Key findings which may be relevant to RePosit
• Authors: low awareness of repository and OA in general, including funder OA requirements. Deposit barrier: deposit not seen as relevant to their academic discipline. Copyright checking the most valued aspect of the repository service. Usage statistics most desired add on service. Fewer academics spontaneously archive on their own web pages than we thought (16%); much of this material is grey literature. Maths and Computing had strongest self-archiving profile. A large cultural and behavioural shift will be required for widespread self-archiving; targeting early career researchers and PhD students may help cultural change. (Questionnaire summary document).
• Versioning / file capture: project concluded version confusion was a barrier to deposit and this was best addressed by routinely asking for the “accepted version” of the work at the point of acceptance for publication. Possible model to investigate (i) initial capture of file and skeleton metadata (ii) subsequent post-publication metadata completion.
• “Proxy” depositors: local administrators are well placed to “champion” and support the repository in ways that more “remote” central repository staff are not; this advantage needs to be balanced against the need to provide training and support for departmentally based staff.
• Manual metadata: varied hugely in quality and improvement was resource hungry. Services need to weigh benefits of improvement against cost. Dealing with legacy data is challenging! There is scope for further automation of quality control processes e.g. reporting tool run against agreed metadata quality criteria.

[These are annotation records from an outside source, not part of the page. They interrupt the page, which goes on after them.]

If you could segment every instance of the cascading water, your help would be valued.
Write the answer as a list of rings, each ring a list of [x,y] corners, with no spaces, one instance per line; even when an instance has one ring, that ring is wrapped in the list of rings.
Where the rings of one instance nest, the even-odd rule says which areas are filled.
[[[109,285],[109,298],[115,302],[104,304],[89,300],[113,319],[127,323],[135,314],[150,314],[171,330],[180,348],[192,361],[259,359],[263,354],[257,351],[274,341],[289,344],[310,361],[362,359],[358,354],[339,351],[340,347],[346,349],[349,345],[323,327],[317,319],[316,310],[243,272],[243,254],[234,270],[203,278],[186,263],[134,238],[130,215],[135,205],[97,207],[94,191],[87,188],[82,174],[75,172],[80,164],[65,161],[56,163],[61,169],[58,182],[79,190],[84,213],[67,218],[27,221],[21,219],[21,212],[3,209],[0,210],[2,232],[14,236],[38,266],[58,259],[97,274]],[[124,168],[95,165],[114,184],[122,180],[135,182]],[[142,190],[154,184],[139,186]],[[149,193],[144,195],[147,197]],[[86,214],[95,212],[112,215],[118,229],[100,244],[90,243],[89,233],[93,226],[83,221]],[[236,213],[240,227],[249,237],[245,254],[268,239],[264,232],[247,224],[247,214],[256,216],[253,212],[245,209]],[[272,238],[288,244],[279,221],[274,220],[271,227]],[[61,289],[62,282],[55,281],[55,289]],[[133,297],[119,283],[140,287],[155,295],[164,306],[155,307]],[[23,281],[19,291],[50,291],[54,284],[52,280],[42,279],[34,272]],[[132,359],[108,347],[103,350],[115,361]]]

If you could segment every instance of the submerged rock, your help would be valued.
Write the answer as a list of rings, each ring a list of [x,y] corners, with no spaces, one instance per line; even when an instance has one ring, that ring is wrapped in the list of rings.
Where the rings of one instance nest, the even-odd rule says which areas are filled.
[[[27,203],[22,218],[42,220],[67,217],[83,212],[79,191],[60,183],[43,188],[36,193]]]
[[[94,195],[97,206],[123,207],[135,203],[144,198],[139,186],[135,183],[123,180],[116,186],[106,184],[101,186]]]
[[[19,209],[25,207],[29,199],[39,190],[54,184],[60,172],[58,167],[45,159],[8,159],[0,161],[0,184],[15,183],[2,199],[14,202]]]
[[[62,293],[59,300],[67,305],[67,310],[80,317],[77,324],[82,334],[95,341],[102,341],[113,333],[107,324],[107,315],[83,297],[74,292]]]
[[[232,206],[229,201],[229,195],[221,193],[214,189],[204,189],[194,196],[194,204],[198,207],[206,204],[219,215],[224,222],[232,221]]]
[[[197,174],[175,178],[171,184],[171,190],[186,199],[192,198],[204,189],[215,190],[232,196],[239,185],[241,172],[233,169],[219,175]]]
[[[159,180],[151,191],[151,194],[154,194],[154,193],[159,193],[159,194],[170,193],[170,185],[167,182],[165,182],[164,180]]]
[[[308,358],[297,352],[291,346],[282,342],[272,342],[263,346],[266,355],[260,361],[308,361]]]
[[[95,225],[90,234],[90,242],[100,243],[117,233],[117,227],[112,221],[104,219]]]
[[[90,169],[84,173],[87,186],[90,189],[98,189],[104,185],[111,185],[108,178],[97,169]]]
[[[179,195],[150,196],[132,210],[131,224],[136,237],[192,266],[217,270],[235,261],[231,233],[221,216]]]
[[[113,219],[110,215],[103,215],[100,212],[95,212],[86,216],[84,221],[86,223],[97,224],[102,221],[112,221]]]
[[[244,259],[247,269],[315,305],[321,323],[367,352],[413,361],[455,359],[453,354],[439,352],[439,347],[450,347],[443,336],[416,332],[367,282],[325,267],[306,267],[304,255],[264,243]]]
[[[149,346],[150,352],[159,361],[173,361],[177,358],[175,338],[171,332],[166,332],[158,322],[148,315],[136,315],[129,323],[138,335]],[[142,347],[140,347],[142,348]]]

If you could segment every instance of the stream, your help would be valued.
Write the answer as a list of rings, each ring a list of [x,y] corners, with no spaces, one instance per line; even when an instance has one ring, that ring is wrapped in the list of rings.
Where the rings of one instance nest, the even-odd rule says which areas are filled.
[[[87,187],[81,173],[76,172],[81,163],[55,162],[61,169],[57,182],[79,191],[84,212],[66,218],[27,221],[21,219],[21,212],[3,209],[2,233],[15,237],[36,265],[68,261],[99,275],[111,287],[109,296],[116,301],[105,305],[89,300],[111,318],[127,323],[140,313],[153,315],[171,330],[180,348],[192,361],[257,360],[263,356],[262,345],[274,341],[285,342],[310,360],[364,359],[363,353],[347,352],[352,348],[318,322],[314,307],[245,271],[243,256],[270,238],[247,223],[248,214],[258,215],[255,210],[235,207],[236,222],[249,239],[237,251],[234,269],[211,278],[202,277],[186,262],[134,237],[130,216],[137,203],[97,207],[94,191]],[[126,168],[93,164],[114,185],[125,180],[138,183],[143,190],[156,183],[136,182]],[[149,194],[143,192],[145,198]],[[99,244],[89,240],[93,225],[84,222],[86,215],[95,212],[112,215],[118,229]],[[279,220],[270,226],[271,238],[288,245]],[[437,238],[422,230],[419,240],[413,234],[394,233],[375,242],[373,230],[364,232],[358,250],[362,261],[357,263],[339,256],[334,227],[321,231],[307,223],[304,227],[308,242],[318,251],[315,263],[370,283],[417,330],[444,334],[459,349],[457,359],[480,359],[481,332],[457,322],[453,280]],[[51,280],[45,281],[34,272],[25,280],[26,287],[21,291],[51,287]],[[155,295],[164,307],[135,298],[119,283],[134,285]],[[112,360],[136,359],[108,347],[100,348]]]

• Sharing data: we need to work out the relationship between institutional repositories and subject / funder repositories (arXiv, RePEC, PMC, ESRC) to avoid unnecessary duplication of effort - and for more powerful advocacy.
• Funders: linking research grant details to output is necessary to (i) show compliance with funder open access requirements and (ii) flag the requirement for onward deposit to (or harvesting from) a subject repository. ESRC collaborated on the IncReASe project; in principle, ESRC were open to the idea of accepting deposits directly from SWORD compliant repositories. There is further scope to explore this function. Would be a strong selling point for both depositors and research administrators.